Interventi di manutenzione straordinaria durante le asciutte
Nei canali principali ad uso irriguo
Ogni anno, nel periodo compreso tra la metà di febbraio e la metà di aprile, il personale del Consorzio di bonifica Brenta è impiegato nella pulizia e nella manutenzione straordinaria di alcuni canali di rilevante importanza per gli usi irrigui, a cui viene temporaneamente tolta l’acqua proprio a tale fine.
Si tratta di lavorazioni che vengono svolte tutti gli anni nel periodo delle asciutte dei canali; un lavoro silente e spesso poco visibile, ma necessario per poter affrontare nel modo migliore la successiva stagione irrigua.
Gli interventi si svolgono con la pulizia degli alvei delle principali rogge irrigue e con eliminazione dei sedimenti mediante l’impiego di minipale meccaniche tipo “Bobcat”, oltre all’impiego della manovalanza dedicata a pulire i muri prevalentemente in calcestruzzo.
I canali in questione sono prevalentemente rivestiti in cemento (la larghezza dei fondali è compresa tra 1 e 5 metri) e le lavorazioni principali sono la rimozione dei muschi e dei limi e il deposito di quest’ultimi lungo le sponde dei canali stessi. In ogni zona funge da prezioso supporto il relativo sorvegliante idraulico di riferimento.
Normalmente questo tipo di manutenzione annuale inizia con la roggia Trona dal bacino della Forca in comune di Tezze sul Brenta proseguendo verso Cittadella.
Successivamente alla roggia Trona, vengono manutentati questi ulteriori corsi d’acqua
IN SINISTRA idraulica del Fiume BRENTA:
- roggia Dolfina in Comune di Bassano del Grappa, Cartigliano e Rosà;
- roggia Bernarda in Comune di Bassano del Grappa e Cartigliano;
- roggia Balbi in Comune di Rosà;
- roggia Rosà in Comune di Bassano del Grappa e Rosà;
- roggia Michiela in Comune di Rosà;
IN DESTRA idraulica del Fiume BRENTA:
- roggia Contessa in Comune di Nove;
- canale Unico 3 nei Comuni di Nove e Pozzoleone;
- roggia Isacchina Superiore;
- canale unico 2 in Comune di Nove e Bassano del Grappa.
Sommariamente, la manutenzione straordinaria viene svolta su una lunghezza di circa 35.000 metri, con un impiego dei mezzi stimato per 3 settimane.
Quindi se è un po’ “triste” in questo periodo vedere i canali privi d’acqua, ci si consola a pensare che si tratta di un momento molto breve, perché in poco tempo l’acqua in essi tornerà a fluire.

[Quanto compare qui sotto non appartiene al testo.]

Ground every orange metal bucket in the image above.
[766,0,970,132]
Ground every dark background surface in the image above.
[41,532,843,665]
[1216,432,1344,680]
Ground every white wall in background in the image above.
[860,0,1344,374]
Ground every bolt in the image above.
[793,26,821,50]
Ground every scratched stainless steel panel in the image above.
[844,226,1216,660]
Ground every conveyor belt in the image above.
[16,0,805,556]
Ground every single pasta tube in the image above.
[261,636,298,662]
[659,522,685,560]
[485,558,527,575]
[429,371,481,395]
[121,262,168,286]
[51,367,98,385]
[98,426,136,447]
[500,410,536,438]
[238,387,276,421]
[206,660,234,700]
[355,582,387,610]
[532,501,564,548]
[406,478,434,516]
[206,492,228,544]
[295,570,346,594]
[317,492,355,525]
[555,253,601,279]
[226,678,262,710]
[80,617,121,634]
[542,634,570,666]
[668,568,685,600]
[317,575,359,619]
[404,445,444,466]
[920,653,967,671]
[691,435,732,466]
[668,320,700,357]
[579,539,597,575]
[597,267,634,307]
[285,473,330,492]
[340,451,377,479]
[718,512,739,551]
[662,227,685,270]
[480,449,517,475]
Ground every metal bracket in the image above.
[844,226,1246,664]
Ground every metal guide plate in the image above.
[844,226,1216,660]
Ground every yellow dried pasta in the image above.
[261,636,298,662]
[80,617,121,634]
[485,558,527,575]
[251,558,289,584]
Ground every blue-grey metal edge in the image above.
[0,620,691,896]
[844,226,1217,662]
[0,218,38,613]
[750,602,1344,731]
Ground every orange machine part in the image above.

Questa sensazione di “tristezza” deve però anche essere motivo di riflessione, perché nulla deve essere dato per scontato: la stessa presenza d’acqua in futuro, a seguito dei cambiamenti climatici; e, nell’oggi, tutto il lavoro che c’è dietro, svolto dal Consorzio, per consentire alla rete idraulica e relativi manufatti di essere mantenuti vitali ed efficienti.
Infatti la manutenzione fa sì che i canali (recipienti dell’acqua) vengano conservati nel tempo nella loro dimensione e nella loro funzionalità; e che l’acqua possa tornare a scorrere limpida e pulita, arricchendo il paesaggio e diramandosi nel territorio con notevoli funzionalità ecosistemiche e per l’utilizzo irriguo a favore delle nostre campagne. È quest’ultimo un fattore fondamentale (anche se a volte dimenticato) per far crescere le piante e i prodotti agricoli, che diventano i cibi di cui ci alimentiamo, in un Paese in cui l’agricoltura è fattore tra i principali del made in Italy che così tanto ci fa apprezzare in tutto il mondo.